The successful response of most community-dwelling patients to antibiotics and the general lack of education on the clinical differences between bacterial and viral illnesses lead to frequent situations in which patients with respiratory infections demand antibiotics inappropriately. In these circumstances, it is the clinicians obligation to make it clear that antibiotics do not benefit viral colds, that the overuse of antibiotics may create serious short-term and long-term health problems including antibiotic resistance, and that viral infections are more effectively treated by symptom management.
Case Presentations
Dr. French presented the case of an 82-year-old male patient with a temperature
of 102.2º and a productive cough yielding green sputum. His heart rate
was 110 beats per minute and his respiratory rate was 24 breaths per minute
at the time of presentation.
He was taking warfarin and a statin drug. His atrial fibrillation
was stable and his blood pressure and lipids were controlled. He had never smoked,
and reported no current alcohol consumption. He had crackling sounds in his
left thoracic base and diffuse ronchi. He had a very supportive spouse and a
stable home. Because his blood count would not be completed until the next day,
and because his wife was unable to transport him for chest x-rays for another
day, he was started on empiric therapy with a macrolide. Two days later he appeared
for a follow-up visit and was considerably more ill. He was hospitalized and
switched to a fluoroquinolone, with rapid success. This case was selected to
illustrate the challenges of empiric therapy for respiratory tract infections
in patients whose health histories and comorbidities make it unclear if their
pneumonia is complicated or uncomplicated.

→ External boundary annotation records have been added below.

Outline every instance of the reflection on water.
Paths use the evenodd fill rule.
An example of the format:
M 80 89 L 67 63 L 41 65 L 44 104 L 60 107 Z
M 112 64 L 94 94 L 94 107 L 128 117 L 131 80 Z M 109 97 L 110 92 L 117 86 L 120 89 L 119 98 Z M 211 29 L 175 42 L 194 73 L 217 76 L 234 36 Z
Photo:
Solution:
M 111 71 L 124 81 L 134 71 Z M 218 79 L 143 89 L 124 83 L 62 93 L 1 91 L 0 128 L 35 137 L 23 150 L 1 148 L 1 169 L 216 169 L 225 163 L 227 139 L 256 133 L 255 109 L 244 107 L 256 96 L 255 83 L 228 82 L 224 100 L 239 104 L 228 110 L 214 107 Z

Dr. Bishai presented the case of a 24-year-old man with a history of childhood
asthma and one pack per day of cigarettes for 9 years. He had an elevated temperature,
dyspnea, mild chest pain, fatique, and decreased appetite. His leukocyte count
was 12,000 and a chest x-ray revealed diffuse interstitial infiltrates in all
lung fields. The probable diagnosis for this patient was Mycoplasma pneumoniae,
one of the atypical bacterial respiratory tract infections. Beta-lactam agents
will not treat this organism, but macrolides, tetracyclines, and fluoroquinolones
all will. Dr. Bishai said that a potent member of the macrolide class would
be an excellent choice in this instance.